Наконец, Пелька подняла голову. В её глазах светилось смиренное спокойствие, и про себя Генеральный страж отметил, что сила этой настрадавшейся души действительно велика.

— Значит, он мёртв, — выговорила Пелька.

— Да, сейчас он в Тартаре.

— И… теперь он там навсегда?

Она боялась услышать страшный ответ, но была внутренне к нему готова. Однако до её слуха понеслись не те слова, которых Пелька ожидала:

— Арей совершил невозможное дважды. Первый раз — когда полюбил, искренне, по-настоящему, ведь только такая любовь способна зачать новую жизнь. Второй — когда он принёс себя в жертву, и снова во имя любви.

Троил неожиданно поднялся на ноги, его зелёные глаза проницательно мерцали.

— Когда-то именно ты стала для него той нитью, что связывала его со светом. Ещё не всё потеряно, и ты можешь исполнить то, чего не успела сделать при жизни. Спасти душу, заблудшую во мраке, вернуть её к высшему, к покою, к вечности.

— Как? — Пелька крепко сжимала в руке карандаш.

— Мирозданию редко доводилось сталкиваться с чем-то подобным. Поэтому нам нужно время, чтобы понять, как вытащить Арея оттуда, куда он угодил. А пока… не оставляй его в одиночестве. Будь с ним, ибо только ты способна на это. Думай о нём, тянись к нему, чтобы дать понять — он не забыт.

Девушка оцепенело молчала, даже не заметив, как её собеседник исчез. Её мысли текли сразу во многих направлениях, и ей не составляло труда охватить их все разом. Прошло довольно много времени, когда Пелька, спохватившись, посмотрела на испещрённую мазками бумагу. Среди теней и смазанных силуэтов четко проглянули очертания двух людей, в которых легко можно было узнать крупного бородатого мужчину и маленькую кудрявую девочку. И тогда ручейки мыслей, слившись в один бурлящий поток, потекли в одном-единственном направлении.

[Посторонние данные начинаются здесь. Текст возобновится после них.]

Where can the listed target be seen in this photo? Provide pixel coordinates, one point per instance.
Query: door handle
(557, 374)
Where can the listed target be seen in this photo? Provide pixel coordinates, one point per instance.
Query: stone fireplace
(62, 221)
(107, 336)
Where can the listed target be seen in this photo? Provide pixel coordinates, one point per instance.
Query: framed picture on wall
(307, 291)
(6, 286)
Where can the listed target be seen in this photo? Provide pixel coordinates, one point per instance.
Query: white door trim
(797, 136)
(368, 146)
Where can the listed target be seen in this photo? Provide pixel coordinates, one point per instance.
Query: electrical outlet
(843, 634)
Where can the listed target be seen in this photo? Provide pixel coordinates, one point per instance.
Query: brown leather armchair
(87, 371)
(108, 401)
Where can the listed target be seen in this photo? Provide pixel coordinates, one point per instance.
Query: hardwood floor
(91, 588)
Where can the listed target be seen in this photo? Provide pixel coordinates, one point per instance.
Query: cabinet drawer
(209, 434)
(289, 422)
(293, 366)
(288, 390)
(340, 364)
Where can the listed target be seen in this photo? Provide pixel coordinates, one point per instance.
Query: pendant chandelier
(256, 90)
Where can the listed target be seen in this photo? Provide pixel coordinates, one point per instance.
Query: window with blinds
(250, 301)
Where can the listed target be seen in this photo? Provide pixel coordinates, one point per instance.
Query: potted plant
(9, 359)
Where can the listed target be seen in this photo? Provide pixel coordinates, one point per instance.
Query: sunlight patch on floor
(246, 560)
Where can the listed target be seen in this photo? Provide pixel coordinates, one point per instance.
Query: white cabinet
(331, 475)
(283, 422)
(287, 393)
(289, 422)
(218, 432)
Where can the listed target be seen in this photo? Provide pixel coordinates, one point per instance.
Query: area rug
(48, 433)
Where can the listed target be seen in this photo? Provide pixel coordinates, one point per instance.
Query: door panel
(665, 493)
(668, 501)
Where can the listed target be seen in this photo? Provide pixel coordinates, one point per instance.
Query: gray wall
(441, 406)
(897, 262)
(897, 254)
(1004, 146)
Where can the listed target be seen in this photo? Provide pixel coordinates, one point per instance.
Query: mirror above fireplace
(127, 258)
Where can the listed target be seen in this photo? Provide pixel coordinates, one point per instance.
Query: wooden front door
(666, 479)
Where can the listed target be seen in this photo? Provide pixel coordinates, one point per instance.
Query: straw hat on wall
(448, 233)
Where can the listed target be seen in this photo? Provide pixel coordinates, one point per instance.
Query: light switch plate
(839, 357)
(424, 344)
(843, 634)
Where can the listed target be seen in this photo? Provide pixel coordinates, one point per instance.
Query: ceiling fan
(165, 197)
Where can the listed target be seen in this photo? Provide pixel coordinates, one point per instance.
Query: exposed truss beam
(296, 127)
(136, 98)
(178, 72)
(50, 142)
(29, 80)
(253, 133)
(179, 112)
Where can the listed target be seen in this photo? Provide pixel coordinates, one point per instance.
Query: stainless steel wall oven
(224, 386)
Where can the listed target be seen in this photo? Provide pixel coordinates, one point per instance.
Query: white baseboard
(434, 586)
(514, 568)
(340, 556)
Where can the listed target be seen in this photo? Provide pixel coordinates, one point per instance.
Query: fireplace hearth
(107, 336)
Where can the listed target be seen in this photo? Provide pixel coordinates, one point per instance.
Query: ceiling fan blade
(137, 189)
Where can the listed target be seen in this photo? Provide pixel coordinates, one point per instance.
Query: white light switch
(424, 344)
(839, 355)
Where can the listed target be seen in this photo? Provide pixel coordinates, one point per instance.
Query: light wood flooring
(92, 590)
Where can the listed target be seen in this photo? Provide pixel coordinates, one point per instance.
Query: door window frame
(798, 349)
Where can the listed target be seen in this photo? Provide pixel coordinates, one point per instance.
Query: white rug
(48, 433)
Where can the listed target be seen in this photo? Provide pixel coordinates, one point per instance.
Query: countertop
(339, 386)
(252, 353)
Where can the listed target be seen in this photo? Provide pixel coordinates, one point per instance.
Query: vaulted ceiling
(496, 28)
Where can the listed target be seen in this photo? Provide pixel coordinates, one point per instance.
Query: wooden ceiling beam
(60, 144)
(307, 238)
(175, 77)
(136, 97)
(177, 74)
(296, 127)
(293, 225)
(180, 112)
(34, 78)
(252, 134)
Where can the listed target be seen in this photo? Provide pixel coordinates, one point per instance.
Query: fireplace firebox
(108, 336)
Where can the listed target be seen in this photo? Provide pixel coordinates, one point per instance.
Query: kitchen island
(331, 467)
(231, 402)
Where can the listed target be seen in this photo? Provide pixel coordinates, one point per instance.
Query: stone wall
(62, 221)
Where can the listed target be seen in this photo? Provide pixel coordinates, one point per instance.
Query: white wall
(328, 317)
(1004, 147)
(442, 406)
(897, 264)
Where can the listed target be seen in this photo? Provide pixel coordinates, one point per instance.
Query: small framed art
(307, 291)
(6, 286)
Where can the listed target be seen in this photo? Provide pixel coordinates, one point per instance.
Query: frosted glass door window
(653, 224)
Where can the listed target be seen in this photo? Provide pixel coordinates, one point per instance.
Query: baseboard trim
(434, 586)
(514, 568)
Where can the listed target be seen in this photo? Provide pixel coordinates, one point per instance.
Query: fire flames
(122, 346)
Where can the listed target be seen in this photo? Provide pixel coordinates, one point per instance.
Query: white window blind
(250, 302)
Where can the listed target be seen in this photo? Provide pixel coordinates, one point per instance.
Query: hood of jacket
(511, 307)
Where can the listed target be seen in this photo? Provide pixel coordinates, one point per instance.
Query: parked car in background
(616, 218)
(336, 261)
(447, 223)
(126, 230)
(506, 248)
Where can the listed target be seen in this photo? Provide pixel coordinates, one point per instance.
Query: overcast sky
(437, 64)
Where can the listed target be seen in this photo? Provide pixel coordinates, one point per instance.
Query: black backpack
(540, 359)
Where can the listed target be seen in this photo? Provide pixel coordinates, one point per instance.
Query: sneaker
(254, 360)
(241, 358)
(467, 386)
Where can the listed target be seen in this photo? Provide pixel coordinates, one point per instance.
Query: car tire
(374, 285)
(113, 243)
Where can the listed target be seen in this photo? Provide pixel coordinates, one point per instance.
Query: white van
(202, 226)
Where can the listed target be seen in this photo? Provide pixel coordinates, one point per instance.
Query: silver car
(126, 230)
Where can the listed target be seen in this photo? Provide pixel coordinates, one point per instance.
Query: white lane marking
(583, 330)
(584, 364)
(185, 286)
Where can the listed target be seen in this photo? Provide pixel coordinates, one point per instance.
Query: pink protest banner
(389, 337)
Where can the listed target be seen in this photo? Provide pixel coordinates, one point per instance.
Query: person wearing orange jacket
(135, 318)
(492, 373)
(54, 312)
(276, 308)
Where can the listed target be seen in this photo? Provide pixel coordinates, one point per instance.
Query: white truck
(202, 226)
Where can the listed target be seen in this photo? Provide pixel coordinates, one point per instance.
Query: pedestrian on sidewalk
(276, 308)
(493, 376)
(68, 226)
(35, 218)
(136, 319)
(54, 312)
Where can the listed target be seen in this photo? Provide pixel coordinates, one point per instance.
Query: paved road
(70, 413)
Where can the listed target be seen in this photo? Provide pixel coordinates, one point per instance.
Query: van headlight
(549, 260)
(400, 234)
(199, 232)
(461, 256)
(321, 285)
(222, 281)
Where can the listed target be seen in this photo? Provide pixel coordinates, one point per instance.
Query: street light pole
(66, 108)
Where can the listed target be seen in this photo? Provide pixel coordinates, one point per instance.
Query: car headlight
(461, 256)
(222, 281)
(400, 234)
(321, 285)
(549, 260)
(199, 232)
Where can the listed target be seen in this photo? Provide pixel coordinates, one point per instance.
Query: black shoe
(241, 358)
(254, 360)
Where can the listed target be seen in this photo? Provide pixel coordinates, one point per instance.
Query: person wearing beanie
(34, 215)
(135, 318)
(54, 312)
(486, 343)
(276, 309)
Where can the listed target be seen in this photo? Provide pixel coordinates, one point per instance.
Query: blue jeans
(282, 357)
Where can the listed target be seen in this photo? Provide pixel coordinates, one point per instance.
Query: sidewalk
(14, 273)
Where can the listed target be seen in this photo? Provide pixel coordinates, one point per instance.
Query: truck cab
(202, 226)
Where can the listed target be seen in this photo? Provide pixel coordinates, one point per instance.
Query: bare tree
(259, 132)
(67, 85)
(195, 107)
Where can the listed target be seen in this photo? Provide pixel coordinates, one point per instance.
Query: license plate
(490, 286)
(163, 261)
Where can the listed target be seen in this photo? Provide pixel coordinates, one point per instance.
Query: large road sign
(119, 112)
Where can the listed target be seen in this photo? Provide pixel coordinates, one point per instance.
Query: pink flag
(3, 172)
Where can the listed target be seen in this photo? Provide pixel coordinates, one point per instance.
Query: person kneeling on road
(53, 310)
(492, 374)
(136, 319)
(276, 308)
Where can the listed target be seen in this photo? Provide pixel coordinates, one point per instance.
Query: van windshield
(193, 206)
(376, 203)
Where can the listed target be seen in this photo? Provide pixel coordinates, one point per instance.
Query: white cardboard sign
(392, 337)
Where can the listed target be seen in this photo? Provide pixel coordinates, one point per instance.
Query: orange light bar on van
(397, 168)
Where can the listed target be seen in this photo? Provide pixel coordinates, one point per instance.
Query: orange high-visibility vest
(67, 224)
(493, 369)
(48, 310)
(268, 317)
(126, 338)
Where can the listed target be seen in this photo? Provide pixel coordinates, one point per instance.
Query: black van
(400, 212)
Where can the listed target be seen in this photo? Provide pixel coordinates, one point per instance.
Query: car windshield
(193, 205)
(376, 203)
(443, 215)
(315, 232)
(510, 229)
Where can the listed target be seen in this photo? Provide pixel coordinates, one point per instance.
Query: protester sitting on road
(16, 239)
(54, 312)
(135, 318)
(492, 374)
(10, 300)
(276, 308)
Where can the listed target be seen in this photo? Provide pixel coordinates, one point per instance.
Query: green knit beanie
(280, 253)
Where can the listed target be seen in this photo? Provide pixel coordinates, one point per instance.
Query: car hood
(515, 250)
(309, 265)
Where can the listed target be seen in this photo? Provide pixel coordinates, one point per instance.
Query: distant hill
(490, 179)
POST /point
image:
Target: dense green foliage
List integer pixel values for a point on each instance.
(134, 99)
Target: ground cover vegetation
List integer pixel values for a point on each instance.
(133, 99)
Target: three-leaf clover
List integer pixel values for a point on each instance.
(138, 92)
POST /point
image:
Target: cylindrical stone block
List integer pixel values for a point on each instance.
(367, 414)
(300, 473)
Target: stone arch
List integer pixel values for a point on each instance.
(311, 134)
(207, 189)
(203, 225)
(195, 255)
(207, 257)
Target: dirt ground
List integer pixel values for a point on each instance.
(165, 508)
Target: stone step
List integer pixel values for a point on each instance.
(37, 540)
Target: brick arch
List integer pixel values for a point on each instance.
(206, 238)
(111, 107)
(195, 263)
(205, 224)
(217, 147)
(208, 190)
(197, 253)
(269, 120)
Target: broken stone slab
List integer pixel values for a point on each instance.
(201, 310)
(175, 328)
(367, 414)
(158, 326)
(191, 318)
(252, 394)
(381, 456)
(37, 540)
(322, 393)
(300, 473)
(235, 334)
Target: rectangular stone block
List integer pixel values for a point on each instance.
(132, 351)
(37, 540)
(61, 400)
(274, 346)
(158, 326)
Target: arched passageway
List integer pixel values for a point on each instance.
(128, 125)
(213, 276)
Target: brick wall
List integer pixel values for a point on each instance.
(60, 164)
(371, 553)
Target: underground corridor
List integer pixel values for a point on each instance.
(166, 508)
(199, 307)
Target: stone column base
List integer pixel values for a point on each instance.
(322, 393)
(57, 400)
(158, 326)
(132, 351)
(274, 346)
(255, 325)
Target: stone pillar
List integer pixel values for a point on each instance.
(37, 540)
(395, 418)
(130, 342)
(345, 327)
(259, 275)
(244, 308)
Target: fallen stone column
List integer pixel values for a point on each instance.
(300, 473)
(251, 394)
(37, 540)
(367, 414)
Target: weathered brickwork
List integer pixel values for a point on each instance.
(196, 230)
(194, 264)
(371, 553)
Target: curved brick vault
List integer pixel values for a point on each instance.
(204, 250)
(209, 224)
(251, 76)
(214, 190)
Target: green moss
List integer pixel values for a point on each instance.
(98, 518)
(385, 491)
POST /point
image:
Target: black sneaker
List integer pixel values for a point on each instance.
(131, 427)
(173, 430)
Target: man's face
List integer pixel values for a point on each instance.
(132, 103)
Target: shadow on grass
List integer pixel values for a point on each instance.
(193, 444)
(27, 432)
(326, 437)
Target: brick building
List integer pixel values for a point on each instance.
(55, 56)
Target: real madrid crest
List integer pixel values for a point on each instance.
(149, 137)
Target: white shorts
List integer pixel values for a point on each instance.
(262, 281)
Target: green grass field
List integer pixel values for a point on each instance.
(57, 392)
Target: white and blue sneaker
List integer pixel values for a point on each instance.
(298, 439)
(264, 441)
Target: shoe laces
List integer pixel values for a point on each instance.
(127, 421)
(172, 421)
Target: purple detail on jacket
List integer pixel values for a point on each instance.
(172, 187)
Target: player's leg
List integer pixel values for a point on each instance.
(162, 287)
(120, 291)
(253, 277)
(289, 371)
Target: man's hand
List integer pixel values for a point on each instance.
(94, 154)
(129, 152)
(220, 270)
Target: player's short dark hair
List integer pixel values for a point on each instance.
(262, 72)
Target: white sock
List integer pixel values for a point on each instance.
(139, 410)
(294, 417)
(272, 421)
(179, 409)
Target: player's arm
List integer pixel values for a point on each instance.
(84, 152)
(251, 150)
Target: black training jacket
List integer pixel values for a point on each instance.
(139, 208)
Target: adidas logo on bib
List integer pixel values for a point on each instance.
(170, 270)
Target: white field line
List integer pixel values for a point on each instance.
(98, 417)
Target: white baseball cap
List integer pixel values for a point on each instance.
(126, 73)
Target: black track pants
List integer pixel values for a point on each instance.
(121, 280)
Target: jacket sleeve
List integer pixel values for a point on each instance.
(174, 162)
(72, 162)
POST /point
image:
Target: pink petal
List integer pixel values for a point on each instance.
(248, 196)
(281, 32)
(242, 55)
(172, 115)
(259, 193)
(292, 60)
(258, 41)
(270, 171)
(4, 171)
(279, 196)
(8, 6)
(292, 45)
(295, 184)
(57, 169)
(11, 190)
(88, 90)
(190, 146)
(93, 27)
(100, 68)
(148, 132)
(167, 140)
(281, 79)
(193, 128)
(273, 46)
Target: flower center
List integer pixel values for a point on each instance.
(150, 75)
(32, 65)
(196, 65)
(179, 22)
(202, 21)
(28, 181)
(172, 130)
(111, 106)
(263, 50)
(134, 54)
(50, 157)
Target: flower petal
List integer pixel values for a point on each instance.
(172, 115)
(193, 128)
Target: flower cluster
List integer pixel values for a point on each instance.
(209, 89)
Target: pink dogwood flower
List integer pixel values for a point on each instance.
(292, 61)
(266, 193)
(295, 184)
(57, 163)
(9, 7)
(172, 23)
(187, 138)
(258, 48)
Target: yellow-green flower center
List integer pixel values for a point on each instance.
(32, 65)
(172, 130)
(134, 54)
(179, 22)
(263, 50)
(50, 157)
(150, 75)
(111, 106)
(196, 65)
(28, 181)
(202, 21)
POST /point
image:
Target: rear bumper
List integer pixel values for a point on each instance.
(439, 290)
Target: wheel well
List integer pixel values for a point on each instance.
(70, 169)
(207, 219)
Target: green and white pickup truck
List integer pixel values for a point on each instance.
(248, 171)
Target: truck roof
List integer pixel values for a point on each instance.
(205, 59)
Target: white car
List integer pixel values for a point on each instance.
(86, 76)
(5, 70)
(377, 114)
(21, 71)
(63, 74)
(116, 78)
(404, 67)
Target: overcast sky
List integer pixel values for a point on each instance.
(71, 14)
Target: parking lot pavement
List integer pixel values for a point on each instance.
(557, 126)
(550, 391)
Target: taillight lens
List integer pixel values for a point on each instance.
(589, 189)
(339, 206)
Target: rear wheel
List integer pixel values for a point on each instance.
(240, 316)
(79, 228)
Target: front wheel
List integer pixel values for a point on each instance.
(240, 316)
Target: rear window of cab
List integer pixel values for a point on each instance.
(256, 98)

Пелька почувствовала, как в груди у неё что-то воспрянуло — будто раскрылись наполненные ветром крылья. Арей не забыт, конечно, он не забыт! Она по-прежнему помнила, любила и думала о нём.

Очнутся крылья за спиной, когда войдёшь в мой спящий дом

Ты с первым солнечным лучом, подаришь поцелуй.

Стрекозой порхает воля, я рисую снова тонких нитей одиночество,

Как бы ни была далёка на губах улыбка Бога, — ты всегда со мною!

Тот, кто любит, должен разделять участь того, кого он любит.

***

«Думайте! Думайте обо мне, пожалуйста! Просите за меня! Молитесь обо мне!..».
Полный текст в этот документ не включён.